Hyperguarding your Web Applications

Weekly Industry Round-up, Week of 5/31

Posted by hyperguard on June 4, 2010

Facebook Clickjacking Worm Infects Thousands
Last week we mentioned how clickjacking attacks use malicious iFrames inserted into a Web page to hijack a user’s Web session. Then, over the weekend, a Facebook clickjacking worm affected thousands of users, spreading malware and unwanted code onto users’ computers when they clicked a link that indicates they “like” the maliciously created Web page. Users have been encouraged to view recent activity on their Facebook news feed and delete entries related to the malicious links. They should also click on their Info tab on their personal profile and remove any of the links connecting to Web pages via their “likes and interests” section.

Enterprise Networking Planet…
Web Application Security: Are You Doing Enough?
This article by Paul Rubens discusses last month’s “State of Application Security ” survey carried out by the Ponemon Institute. Many organizations are leaving their data vulnerable to theft because they spend too much of their security budgets protecting their networks and too little securing their Web applications. Securing both network and Web applications should be key priorities so what this comes down to is a problem of resource allocation: if you spend too much of your security budget on your network, hackers will steal data via your Web applications, but if you spend too much on your Web applications, there won’t be enough of your budget left to prevent them stealing data by breaking in to your network. If companies decide to allocate more of the security budget to Web application security, Paul suggests performing regular scanning for known vulnerabilities and coding errors using a specialized Web vulnerability scanner, or even full scale penetration testing.

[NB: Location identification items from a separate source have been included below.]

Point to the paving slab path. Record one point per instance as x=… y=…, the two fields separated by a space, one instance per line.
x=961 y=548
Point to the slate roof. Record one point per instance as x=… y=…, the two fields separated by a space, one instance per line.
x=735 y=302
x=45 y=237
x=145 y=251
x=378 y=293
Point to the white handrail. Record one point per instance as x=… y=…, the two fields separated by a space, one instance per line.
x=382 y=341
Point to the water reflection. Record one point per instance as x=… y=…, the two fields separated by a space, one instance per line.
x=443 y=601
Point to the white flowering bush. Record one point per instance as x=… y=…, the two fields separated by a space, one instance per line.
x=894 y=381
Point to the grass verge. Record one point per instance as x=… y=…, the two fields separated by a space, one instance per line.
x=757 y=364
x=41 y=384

The Virtualization Practice…
Defining Tenants for Secure Multi-Tenancy for the Cloud
This post by Edward Haletky discusses that there is more to securing multi-tenancy (SMT) than one would imagine. So how would you define tenant when nearly everyone has their own definition of tenant for a multi-tenant solution? Attorney, David Snead, defined tenant as “whatever definition is used within the contract.” If there is no definition within your contract then assumptions are made, so I tend to fall back to the definition of tenant to be “the legal entity responsible for the data” so you need to read your contracts carefully. Edward believes that once we can define tenant appropriately, the provider needs to offer some level of security far above what any one tenant may desire, but can at some point in time acquire as necessary. After we define tenant satisfactorily, we should start to look at what we need from the provider and what is really left to the tenant to implement in other words: roles and responsibilities.